How Agent Memory Got an Architecture

A deep-dive guide on the emerging engineering discipline of agent memory — budget tiers, shared memory banks, empirical grounding, and temporal knowledge graphs.

In January, we described the goldfish brain problem — the fundamental memory limitation that makes AI agents forget everything between sessions, lose track of multi-step tasks, and repeat the same mistakes. That post asked a question that anyone building long-running agents has confronted: what memory architecture actually scales?

This month, four independent research efforts started answering.

Between February 3 and February 7, 2026, papers appeared on arxiv proposing budget-tiered memory routing, learned admission control for shared memory banks, a 9,649-experiment empirical study of what actually matters in context engineering, and a multi-agent memory framework that customizes memories per agent role. Taken together with recent work on temporal knowledge graphs, these results outline something that did not exist six months ago: a coherent architecture for agent memory.

This guide maps that emerging architecture. If you are building agents that need to remember things — which is to say, any agent doing real work — this is the landscape as of early February 2026.

The Memory Landscape Before These Papers

For the past eighteen months, retrieval-augmented generation has been the default memory architecture for LLM agents. The recipe is familiar: chunk your documents, embed them into vectors, store them in a vector database, and retrieve the top-k most similar chunks at query time using cosine similarity.

RAG works. It solved the immediate problem of giving models access to information beyond their training data. But as agents moved from simple question-answering to multi-step workflows spanning hours or days, the limitations became structural.

First, RAG memory is flat. Every chunk lives at the same level of importance. A critical system constraint and a casual aside from a user get the same treatment — embedded, stored, retrieved by similarity. There is no hierarchy, no quality tier, no way for the system to say "this memory matters more than that one."

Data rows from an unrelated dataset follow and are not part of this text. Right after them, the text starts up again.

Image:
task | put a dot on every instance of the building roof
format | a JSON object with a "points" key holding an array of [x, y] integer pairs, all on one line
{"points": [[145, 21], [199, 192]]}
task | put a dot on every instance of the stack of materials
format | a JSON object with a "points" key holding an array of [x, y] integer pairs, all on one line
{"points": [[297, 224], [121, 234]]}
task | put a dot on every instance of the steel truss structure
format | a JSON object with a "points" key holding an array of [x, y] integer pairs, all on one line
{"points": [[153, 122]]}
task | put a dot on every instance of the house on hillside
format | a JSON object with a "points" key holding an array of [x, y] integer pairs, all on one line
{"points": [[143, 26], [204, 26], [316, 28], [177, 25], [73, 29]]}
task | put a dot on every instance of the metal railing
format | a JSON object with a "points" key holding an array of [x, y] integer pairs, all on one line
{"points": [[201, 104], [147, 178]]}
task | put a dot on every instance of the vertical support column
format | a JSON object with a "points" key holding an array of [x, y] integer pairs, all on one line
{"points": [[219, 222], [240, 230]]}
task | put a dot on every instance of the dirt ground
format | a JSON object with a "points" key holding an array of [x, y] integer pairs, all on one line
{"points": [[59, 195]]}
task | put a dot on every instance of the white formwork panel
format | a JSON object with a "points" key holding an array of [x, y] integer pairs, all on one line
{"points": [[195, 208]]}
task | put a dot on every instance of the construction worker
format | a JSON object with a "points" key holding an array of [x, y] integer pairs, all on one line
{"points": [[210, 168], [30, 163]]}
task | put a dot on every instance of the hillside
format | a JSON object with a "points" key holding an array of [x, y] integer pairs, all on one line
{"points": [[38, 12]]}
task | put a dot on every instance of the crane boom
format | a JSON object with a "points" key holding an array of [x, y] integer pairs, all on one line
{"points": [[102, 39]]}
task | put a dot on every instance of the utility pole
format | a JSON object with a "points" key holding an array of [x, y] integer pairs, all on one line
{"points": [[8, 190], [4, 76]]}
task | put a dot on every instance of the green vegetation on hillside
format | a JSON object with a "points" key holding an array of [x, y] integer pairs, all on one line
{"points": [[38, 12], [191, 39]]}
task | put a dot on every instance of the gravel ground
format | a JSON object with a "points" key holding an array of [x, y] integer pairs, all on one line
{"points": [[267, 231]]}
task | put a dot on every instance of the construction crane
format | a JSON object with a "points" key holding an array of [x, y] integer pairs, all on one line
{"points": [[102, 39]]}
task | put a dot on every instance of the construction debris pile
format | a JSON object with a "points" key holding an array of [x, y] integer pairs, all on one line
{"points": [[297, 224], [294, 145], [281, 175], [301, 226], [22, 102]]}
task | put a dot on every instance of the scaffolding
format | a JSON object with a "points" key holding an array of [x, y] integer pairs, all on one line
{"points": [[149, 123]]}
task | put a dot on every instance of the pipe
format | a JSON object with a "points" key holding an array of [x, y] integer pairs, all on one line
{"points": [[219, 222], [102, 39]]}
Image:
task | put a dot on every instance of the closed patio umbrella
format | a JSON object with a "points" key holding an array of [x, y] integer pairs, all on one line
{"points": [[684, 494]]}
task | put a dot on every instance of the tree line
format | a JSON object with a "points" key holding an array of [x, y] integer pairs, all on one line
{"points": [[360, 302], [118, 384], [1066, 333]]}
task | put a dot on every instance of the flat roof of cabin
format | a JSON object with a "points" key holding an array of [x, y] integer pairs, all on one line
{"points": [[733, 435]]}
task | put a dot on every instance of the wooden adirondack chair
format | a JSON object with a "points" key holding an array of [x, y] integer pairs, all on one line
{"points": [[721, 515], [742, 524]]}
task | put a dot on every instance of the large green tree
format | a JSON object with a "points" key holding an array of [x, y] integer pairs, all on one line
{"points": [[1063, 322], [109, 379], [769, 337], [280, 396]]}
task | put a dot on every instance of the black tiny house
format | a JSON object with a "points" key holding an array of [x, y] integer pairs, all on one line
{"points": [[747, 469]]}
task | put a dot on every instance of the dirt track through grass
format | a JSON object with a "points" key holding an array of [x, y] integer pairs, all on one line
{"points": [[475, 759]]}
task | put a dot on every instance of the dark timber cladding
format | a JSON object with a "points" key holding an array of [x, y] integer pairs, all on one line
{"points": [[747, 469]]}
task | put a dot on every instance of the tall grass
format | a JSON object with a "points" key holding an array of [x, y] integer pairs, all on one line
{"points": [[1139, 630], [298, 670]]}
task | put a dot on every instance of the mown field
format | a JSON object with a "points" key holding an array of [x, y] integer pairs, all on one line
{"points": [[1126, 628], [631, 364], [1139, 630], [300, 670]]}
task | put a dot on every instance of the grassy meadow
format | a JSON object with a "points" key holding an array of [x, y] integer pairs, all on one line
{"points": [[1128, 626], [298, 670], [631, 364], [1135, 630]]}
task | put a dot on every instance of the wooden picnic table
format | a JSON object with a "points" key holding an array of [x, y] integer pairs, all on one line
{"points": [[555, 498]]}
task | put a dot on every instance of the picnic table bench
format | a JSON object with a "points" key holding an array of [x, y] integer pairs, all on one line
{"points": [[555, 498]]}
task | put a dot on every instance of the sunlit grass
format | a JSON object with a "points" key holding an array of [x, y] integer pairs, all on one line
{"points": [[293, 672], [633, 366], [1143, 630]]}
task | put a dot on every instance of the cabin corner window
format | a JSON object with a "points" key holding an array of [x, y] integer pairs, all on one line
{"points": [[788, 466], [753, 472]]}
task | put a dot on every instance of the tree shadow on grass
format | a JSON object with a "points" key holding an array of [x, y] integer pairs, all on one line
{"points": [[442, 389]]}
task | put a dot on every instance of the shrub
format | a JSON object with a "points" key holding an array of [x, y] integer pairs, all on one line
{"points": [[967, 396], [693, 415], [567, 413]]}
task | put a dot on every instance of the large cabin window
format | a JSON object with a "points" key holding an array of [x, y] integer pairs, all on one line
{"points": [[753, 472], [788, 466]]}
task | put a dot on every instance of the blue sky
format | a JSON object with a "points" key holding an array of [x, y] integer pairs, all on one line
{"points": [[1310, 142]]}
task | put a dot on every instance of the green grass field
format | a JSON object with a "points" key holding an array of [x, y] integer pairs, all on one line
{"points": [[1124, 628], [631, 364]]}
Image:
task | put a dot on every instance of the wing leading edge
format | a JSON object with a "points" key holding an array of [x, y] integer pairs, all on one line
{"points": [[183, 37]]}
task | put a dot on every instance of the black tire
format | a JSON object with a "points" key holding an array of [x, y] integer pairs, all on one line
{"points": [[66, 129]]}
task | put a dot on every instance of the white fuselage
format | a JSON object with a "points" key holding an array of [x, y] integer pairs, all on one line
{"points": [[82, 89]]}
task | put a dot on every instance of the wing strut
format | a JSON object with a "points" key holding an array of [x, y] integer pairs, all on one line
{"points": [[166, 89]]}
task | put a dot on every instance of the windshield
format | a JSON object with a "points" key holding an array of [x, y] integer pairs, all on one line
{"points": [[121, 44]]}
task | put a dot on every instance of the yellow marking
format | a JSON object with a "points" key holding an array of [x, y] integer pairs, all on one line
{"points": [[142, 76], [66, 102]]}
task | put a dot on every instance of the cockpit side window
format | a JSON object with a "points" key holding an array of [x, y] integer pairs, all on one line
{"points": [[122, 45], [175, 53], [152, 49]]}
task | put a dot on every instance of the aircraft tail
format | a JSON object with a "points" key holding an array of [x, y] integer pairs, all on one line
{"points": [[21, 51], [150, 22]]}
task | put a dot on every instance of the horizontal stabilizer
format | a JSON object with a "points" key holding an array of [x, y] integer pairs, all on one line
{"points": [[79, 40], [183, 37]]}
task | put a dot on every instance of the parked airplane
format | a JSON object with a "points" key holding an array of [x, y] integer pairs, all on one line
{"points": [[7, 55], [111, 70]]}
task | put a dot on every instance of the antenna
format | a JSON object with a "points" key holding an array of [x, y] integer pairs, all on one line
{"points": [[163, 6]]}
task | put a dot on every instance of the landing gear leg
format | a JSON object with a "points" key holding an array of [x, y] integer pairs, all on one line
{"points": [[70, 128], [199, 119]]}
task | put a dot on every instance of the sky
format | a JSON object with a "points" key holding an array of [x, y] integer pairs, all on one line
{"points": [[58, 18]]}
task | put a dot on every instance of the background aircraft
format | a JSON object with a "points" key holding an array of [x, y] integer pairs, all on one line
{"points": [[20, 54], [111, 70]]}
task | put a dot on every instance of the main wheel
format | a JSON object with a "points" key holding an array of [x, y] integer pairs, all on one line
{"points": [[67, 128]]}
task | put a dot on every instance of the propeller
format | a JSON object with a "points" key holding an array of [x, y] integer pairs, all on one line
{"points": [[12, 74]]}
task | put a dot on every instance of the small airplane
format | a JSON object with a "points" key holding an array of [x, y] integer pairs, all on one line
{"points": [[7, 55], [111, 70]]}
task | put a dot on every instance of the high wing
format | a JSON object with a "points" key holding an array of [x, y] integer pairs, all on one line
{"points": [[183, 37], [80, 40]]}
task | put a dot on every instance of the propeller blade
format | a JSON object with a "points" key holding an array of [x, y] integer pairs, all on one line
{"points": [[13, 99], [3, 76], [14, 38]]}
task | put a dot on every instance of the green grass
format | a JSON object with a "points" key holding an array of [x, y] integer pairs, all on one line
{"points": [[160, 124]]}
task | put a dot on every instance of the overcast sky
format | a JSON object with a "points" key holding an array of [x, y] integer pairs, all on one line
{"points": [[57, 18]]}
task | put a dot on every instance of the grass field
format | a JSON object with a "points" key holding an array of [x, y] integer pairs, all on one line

Second, RAG has no temporal awareness. A fact stored yesterday and a fact stored six months ago are indistinguishable at retrieval time unless you manually bolt on metadata filtering. For agents operating over long time horizons — monitoring markets, managing projects, maintaining codebases — this is a fundamental gap.

Third, when multiple agents share a memory store, the noise problem compounds. Every agent writes its observations into the same pool. Without curation, the shared memory becomes a landfill rather than a library.

We covered these problems in depth in the goldfish brain post. The short version: vector similarity is necessary but not sufficient for agent memory. What changed this month is that researchers started building the layers that go on top.

Budget-Tiered Memory: Learning What to Remember

The first piece of the emerging architecture comes from Zhang et al.'s BudgetMem [1], which introduces a deceptively simple insight: not all memories need the same fidelity.

Consider a software engineering agent working through a complex debugging session. When it retrieves background context about the codebase architecture, a rough summary suffices. When it retrieves the exact error message and stack trace, precision matters. When it retrieves the user's original requirements to verify its fix, it needs the complete, unaltered original.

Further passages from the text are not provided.